Difference between revisions of "History:Score whitelist"
m (Reosarevok moved page Style/Relationships/URLs/Score whitelist to History:Score whitelist: No longer requiring a whitelist)
Revision as of 09:30, 22 November 2016
|Status: This is an official style guideline.|
- CPDL / Choral Public Domain Library
- IMSLP / Petrucci Music Library
- Ney Nota Arşivi
- Wikimedia Commons
Archived permission from sites
“An Internet-based free sheet music website which specializes in choral music.” Its help says:
- Yes, scores on CPDL are generally available for copying and use by choirs! CPDL itself operates under the laws of the USA, so in most cases there's no restriction on distributing, duplicating, or performing the music indexed here.
- There are a couple of exceptions:
- In a few cases, the composer may request that you contact him or her if you decide to perform his or her work.
- Some scores which are linked from CPDL, but which actually reside on other affiliated websites, may have further restrictions on use. Check the individual copyright statements on affiliated websites to find out what restrictions apply in each case.
- In some situations, a work may be public domain under the laws of the USA but may not yet have lapsed into the public domain under the laws of a user's own country. We recommend that users familiarize themselves with the general copyright laws of their own country.
A collection of legally available sheet music. Its FAQ says:
- As the IMSLP servers are physically hosted in Canada, IMSLP has to follow the Canadian Copyright Law. All scores submitted to IMSLP either belong to the public domain, or permission has been granted by the holder of the copyrights so that the files can be submitted to IMSLP (as is the case of contemporary composers who wish to have their works submitted to IMSLP).

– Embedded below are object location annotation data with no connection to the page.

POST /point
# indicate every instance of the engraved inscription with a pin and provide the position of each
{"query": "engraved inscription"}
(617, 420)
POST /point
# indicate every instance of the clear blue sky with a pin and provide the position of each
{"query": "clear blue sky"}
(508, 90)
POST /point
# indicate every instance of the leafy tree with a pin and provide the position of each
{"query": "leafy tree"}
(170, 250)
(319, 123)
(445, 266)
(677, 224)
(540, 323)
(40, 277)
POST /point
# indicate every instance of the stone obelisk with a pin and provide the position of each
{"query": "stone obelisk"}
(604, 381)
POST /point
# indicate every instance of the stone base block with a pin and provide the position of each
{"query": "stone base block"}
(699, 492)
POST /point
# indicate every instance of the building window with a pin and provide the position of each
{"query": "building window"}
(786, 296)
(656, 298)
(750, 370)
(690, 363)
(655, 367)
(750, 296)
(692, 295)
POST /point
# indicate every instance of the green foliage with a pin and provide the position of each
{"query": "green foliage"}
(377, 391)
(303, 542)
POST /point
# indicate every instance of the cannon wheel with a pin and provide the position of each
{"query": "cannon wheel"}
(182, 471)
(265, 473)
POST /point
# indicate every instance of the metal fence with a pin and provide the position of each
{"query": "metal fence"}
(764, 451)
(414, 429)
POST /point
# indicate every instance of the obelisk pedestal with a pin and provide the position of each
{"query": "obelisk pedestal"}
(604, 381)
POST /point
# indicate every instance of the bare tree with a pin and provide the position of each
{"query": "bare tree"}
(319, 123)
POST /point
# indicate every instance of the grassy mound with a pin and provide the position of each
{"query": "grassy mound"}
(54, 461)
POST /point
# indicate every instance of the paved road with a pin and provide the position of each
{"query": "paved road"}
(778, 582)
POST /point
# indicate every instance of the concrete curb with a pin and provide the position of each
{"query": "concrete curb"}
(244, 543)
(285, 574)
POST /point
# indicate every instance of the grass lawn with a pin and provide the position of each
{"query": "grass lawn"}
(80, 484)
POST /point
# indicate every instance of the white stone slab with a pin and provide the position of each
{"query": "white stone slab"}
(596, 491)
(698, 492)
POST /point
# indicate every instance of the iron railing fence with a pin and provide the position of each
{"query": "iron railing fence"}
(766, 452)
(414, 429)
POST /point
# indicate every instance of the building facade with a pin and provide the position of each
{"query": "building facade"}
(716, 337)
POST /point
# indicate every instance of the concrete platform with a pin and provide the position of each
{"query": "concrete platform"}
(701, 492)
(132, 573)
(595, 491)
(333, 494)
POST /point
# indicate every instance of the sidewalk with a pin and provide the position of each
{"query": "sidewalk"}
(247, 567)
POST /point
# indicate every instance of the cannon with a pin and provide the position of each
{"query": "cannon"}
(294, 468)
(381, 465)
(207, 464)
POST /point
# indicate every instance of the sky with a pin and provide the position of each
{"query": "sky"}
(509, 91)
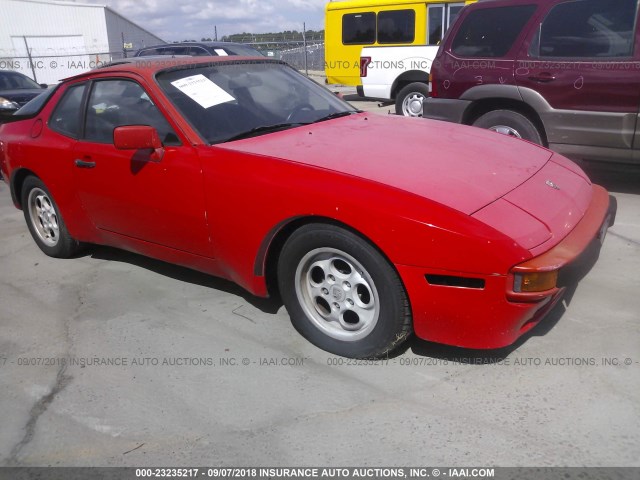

- In other words, being legal is the point of IMSLP, and all of its content that is accessible is legally available in the U.S. and Canada. Anything not allowed in the EU is clearly marked as such. See public domain for further details.
They also have a review process for copyright status.
“A media file repository making available public domain and freely-licensed educational media content (images, sound and video clips) to everyone”. Its help says:
- The Wikimedia Foundation owns almost none of the content on Wikimedia sites — the content is owned, instead, by the individual creators of it. However, almost all content hosted on Wikimedia Commons may be freely reused subject to certain restrictions (in many cases). You do not need to obtain a specific statement of permission from the licensor(s) of the content unless you wish to use the work under different terms than the license states.